‘Aramızdaki Mesafe’: Dindar amcadan seküler yeğene uzayan mesafe…
Oğuz Utku Güneş’in yazıp yönettiği ve Tiyatroadam ekibinin etkileyici bir senkronla oynadığı ’39 Buçuk Basamak’ benzerlerine sahnelerimizde rastlamadığımız türde bir ‘avantür komedi’. ‘Meselesine’ takılmadan kendinizi sahneye bırakın, eğleneceksiniz…
Genç Cumhuriyet’in 10’uncu yıldönümü. Geçmişle gelecek, doğuyla batı, gelenek ile modern, Osmanlı ile Türkiye Cumhuriyeti arasında salınan İstanbul’un civcivli günleri… Meydanlardaki şenliklerde geleneksel gösteriler sürerken her milletten insanın kaldığı Pera Palas’ın salonlarında batı usulü baloların, dansların tertip edildiği günler. 2. Dünya Savaşı’nın ayak sesleri de yükselmeye başlamış, şehrin her köşesinden bir casus çıkması şaşırtıcı değil…

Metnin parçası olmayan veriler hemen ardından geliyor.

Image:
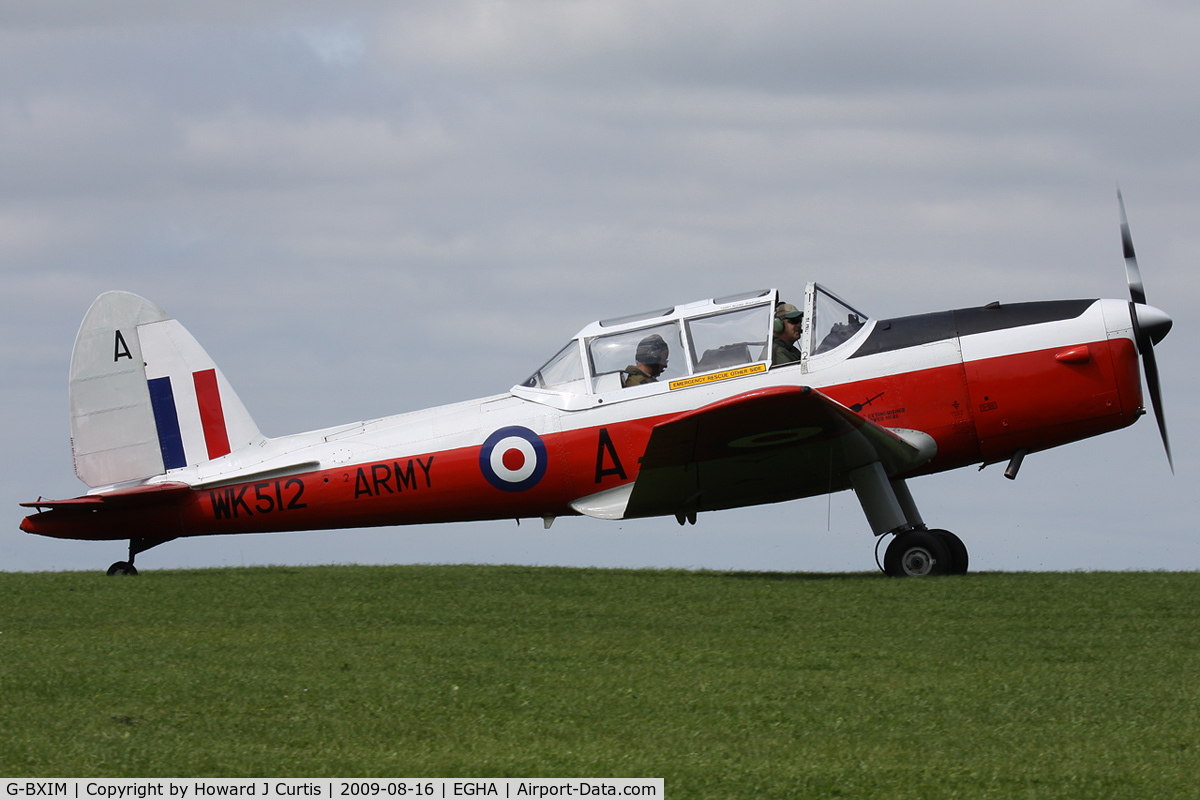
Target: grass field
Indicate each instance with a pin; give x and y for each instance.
(727, 685)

İskoç yazar (daha doğrusu yazar namzeti, zira henüz basılmış bir romandan çok hayalleri var…) John Buchan işte bu atmosferde Pera sokaklarında dolanmaktadır; Anadolu’da geçmesini planladığı serüven romanı için malzeme toplama derdiyle… Bir bayram gecesi katıldığı Feshane şenliklerinde kendini önce sahnede, sonra ‘cinai bir vakanın’ tam orta yerinde, hemen ardından da fırtına hızıyla esecek bir serüvenin içinde bulur…
Yazacak serüven malzemesi ararken, Pera’dan Anadolu’nun göbeğine, Akşehir’e sürükleyecek bir serüvenin baş karakteri olacaktır… İçinden zabıtalar, köylüler, tren yolculukları, casuslar, jurnalciler, uluslararası karanlık çeteler geçen ve sahne üstünde de fırtına kıvamında esecek baştan sona cümbüşlü bir komedi işte böyle başlar…
TiyatroAdam’ın sezon başında prömiyer yapan ’39 Buçuk Basamak’ı katıksız bir komedi. Erken dönem Cumhuriyet yılları İstanbul ve Anadolu’sunda geçen metni, oyunun yönetimini de üstlenen Oğuz Utku Güneş yazmış. İskoç polisiye romancı John Buchan’ın ‘39 Basamak’ romanına bir selam göndererek, Buchan’ın ‘Yeşil Kaftan’ adlı bir diğer romanının da Türkiye’de geçmesini göz önüne alarak, yazarı kendi oyununda başkarakter olarak kurgulamış Güneş.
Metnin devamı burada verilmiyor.